Songs tend to harbor memories. When I met my husband, there was a song playing. That is now our song. Whenever I hear it, my heart still melts, even though the song is actually quite cheesy. Tunes can remind us of a season, a place or a person. My father died in 1995, but whenever I hear Big Band music, it still reminds me of him.
|My daughter, right, partakes in karaoke, a |
popular activity among drunken Japanese
businessmen and today's youth.
Did you know that music can help with parenting? While I enjoy belting out a good tune, my family doesn't like listening to me. This, however, has worked to my advantage. When my children were small, if they didn't finish their meals, I threatened to sing and that would get them to gobble up every last crumb. Put that one in your book on child-rearing, Dr. Spock!
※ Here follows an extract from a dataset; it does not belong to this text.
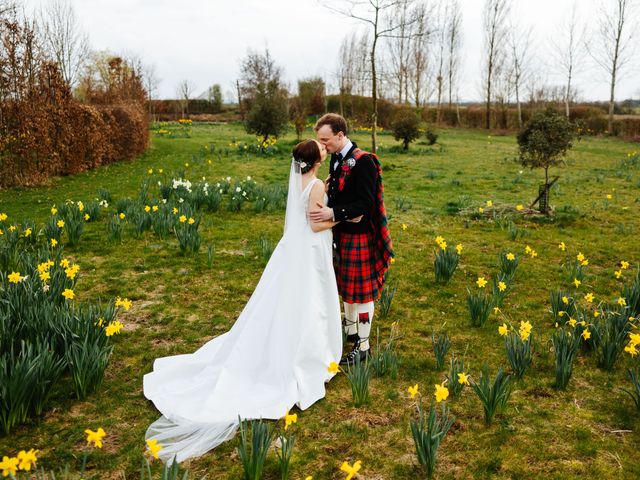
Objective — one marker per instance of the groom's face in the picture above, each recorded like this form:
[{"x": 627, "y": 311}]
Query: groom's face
[{"x": 333, "y": 141}]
Music can be a source of comfort and strength. It is telling that when the Titanic was sinking, a band played on deck until the rising waters stilled the musicians. When a plane recently had trouble in mid-flight, a chorus on board returning from a performance began singing and everyone calmed down. When minorities in this country suffered from injustice and repression, they raised their voices in gospel and the Blues.
There is some part of the brain, or maybe the soul, that is stirred and soothed by music. Perhaps it appeals to something primitive in all of us. It may journey through our cell memories down generations of human existence. From the rhythmic beat of a stick on a hollow log and chanting to the development of instruments and choral harmony, music has evolved with us. It is as necessary as oxygen and food in nourishing and sustaining us. It begins with lullabies at the cradle and accompanies us through grade school, dating, weddings, anniversaries and finally bids us farewell at our own funerals. It is truly the rhythm of life.